Sweet. I used to play hockey when I was a young man. Now one check and I'm recovering for a week.


----------



## ededdeddy (May 16, 2007)

Man I play too. I'd love to be the goalie wearing a skull on his chest. It would definitely freak some shooters out.


----------



## The Haunter (Apr 7, 2007)

I want the Alaska Aces on I used to watch them whenI lived up there


----------



## BooGirl666 (Jul 29, 2006)

OOOO what bout a group buy  I love hockey!!!!


----------



## Fright Zone (Sep 28, 2006)

^^ I'm almost certain those are just examples of teams that Pro-Joy has done jerseys for. The team would have to sell overstock directly to a customer. And the teams shown don't list them for sale on their sites. Usually what teams do is auction off the game-worn jerseys after a special event game for charity. You might check eBay.

^ I thought about a group buy. But A) I personally like the sublimated design with the skulls. The others are cool but too cartoony. Not everyone might agree. But normally when you order a batch for a team you have to order all the same design but the order CAN be in different sizes B) It's hard enough trying to get your own team to pay for a set of jerseys LOL. These would have to be shipped to one person and then that person would have to ship them out to each person who ordered and be reimbursed for the shipping. That would also take time for whomever would have to do that C) Pro-Joy jerseys aren't cheap D) They come stock without numbers, names or logos which is the cheapest route to go E) I'm a graphic designer who could design a cool Halloween logo but I really don't have time F) We could get the hauntforum.com logo printed in white on jerseys but I'd rather have a blank jersey (no logo, no numbers, no name). The hauntforum.com logo looks good in white on a black T-shirt but I think it would lose something in the translation to a hockey jersey like these. But jerseys might be able to be ordered some with logos, numbers or names and some without. I'm not sure.

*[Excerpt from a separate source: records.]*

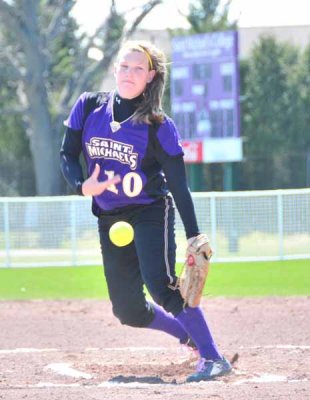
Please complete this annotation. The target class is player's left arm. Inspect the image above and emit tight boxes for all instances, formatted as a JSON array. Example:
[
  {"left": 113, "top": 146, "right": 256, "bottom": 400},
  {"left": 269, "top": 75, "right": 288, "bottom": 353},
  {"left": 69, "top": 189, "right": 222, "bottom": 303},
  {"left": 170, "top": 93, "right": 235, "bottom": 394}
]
[{"left": 60, "top": 127, "right": 84, "bottom": 195}]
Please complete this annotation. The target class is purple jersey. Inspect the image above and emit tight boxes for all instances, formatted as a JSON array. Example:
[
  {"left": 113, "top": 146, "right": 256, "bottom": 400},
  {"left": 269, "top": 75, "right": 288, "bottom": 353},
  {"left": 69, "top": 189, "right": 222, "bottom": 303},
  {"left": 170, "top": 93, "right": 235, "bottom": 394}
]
[{"left": 65, "top": 93, "right": 183, "bottom": 211}]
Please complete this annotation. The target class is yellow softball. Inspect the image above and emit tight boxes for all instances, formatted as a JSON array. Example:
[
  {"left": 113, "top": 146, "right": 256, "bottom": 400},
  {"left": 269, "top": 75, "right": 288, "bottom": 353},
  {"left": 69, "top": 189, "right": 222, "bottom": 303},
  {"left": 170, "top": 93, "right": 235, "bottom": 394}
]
[{"left": 109, "top": 221, "right": 134, "bottom": 247}]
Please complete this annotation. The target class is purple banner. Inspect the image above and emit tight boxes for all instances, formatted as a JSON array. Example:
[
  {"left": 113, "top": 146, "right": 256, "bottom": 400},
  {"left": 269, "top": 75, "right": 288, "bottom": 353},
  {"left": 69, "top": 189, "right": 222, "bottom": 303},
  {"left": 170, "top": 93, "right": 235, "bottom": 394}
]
[{"left": 171, "top": 31, "right": 240, "bottom": 139}]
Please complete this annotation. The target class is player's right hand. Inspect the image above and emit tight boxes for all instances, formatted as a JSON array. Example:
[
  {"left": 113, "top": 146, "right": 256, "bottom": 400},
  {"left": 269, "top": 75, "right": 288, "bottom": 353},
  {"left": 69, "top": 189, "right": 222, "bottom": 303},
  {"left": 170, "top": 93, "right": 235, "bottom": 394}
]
[{"left": 82, "top": 164, "right": 121, "bottom": 196}]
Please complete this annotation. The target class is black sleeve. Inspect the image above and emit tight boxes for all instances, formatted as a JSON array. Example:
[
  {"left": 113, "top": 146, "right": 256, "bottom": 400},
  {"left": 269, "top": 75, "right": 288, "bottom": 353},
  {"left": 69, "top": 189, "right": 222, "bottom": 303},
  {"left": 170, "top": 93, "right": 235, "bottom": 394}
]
[
  {"left": 60, "top": 128, "right": 84, "bottom": 195},
  {"left": 162, "top": 155, "right": 200, "bottom": 239}
]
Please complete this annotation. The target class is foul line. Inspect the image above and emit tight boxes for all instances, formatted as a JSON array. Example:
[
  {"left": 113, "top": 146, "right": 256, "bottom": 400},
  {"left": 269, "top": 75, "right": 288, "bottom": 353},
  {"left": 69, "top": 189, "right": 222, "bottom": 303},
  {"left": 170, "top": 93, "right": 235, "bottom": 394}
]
[{"left": 0, "top": 344, "right": 310, "bottom": 355}]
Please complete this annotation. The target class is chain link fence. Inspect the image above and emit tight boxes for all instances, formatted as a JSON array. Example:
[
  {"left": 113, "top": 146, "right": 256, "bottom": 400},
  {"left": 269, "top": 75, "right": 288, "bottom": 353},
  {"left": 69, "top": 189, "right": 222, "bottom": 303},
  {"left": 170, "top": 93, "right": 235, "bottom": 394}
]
[{"left": 0, "top": 189, "right": 310, "bottom": 267}]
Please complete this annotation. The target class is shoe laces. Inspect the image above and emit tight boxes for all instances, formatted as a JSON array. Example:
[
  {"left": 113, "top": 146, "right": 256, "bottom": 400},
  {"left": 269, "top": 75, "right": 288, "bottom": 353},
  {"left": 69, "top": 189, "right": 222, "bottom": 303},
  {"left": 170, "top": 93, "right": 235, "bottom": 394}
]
[{"left": 196, "top": 358, "right": 212, "bottom": 373}]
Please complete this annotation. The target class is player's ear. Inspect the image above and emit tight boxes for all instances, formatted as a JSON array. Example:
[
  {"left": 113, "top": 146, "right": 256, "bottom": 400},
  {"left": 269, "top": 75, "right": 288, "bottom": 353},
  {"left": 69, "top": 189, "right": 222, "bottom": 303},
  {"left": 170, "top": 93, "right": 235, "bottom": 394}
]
[{"left": 113, "top": 62, "right": 118, "bottom": 78}]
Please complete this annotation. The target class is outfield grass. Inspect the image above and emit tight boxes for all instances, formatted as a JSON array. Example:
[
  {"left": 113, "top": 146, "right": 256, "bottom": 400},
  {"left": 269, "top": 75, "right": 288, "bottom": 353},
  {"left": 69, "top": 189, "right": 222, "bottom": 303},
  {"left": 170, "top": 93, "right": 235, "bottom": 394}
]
[{"left": 0, "top": 260, "right": 310, "bottom": 300}]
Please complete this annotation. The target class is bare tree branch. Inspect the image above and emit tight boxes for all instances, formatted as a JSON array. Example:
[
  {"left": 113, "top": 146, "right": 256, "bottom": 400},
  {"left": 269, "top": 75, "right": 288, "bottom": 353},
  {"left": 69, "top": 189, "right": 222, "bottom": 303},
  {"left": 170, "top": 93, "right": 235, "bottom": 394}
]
[
  {"left": 46, "top": 0, "right": 75, "bottom": 41},
  {"left": 124, "top": 0, "right": 162, "bottom": 39},
  {"left": 0, "top": 0, "right": 27, "bottom": 39},
  {"left": 0, "top": 48, "right": 26, "bottom": 81}
]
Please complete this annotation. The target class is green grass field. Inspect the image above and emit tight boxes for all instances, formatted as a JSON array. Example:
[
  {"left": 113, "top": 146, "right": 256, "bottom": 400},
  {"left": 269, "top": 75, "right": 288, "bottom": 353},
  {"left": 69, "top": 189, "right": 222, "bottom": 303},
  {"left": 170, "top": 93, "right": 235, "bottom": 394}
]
[{"left": 0, "top": 260, "right": 310, "bottom": 300}]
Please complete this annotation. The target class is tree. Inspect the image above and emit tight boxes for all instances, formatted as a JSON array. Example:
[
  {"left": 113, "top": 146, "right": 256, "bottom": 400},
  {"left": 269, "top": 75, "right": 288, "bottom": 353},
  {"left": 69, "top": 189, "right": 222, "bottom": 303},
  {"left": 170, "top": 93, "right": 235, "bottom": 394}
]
[
  {"left": 0, "top": 0, "right": 161, "bottom": 195},
  {"left": 172, "top": 0, "right": 237, "bottom": 36}
]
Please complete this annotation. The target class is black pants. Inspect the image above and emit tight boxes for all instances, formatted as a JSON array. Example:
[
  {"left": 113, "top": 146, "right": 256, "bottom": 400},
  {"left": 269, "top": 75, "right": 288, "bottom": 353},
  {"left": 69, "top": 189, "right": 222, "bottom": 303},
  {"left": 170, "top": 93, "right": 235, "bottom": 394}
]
[{"left": 98, "top": 197, "right": 183, "bottom": 327}]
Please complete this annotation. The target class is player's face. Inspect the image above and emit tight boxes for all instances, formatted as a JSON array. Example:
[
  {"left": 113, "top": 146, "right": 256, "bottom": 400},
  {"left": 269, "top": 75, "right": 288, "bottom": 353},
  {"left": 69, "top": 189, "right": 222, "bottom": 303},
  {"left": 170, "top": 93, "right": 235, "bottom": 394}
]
[{"left": 115, "top": 50, "right": 155, "bottom": 99}]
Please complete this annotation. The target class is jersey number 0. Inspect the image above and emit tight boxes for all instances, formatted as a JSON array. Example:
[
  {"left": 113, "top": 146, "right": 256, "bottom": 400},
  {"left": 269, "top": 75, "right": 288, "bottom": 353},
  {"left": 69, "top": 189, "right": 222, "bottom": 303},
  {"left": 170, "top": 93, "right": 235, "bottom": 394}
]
[{"left": 104, "top": 171, "right": 143, "bottom": 197}]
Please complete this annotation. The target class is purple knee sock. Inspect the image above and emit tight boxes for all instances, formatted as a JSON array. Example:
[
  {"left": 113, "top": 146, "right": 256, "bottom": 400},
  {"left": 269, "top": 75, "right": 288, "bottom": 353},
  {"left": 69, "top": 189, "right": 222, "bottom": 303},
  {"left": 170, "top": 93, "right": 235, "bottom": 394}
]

With all that being said I'll email Pro-Joy and be straight with them that we might consider a group buy and see what they say about the pricing, options and fulfillment. If it seems to make sense I'll start a thread in the group buy section to see how many are interested. It's worth a look.


----------



## skeletonowl (Aug 8, 2006)

so awesome! reminds me of the Jason vorhees shirt you can buy online it comes with a mask too


----------



## Fright Zone (Sep 28, 2006)

Update: Fyi, I got a reply from a Pro-Joy rep who said 25 Halloween jerseys in one design would be $90+ each incl S&H "including names/numbers, sponsors, all logos". He didn't answer specific qustions like if some could have a logo or names and numbers and others blank. I think they want everything the same in an order except for sizes. No price breaks. A "group buy" would be like a team purchasing a set of 25 jerseys. Except the problem of logistics of one of us collecting payment and shipping them out to individuals which incures more time and cost. That's why I say "$90+". So a group buy is probably not a good nor very economical idea. But it was worth checking into.


----------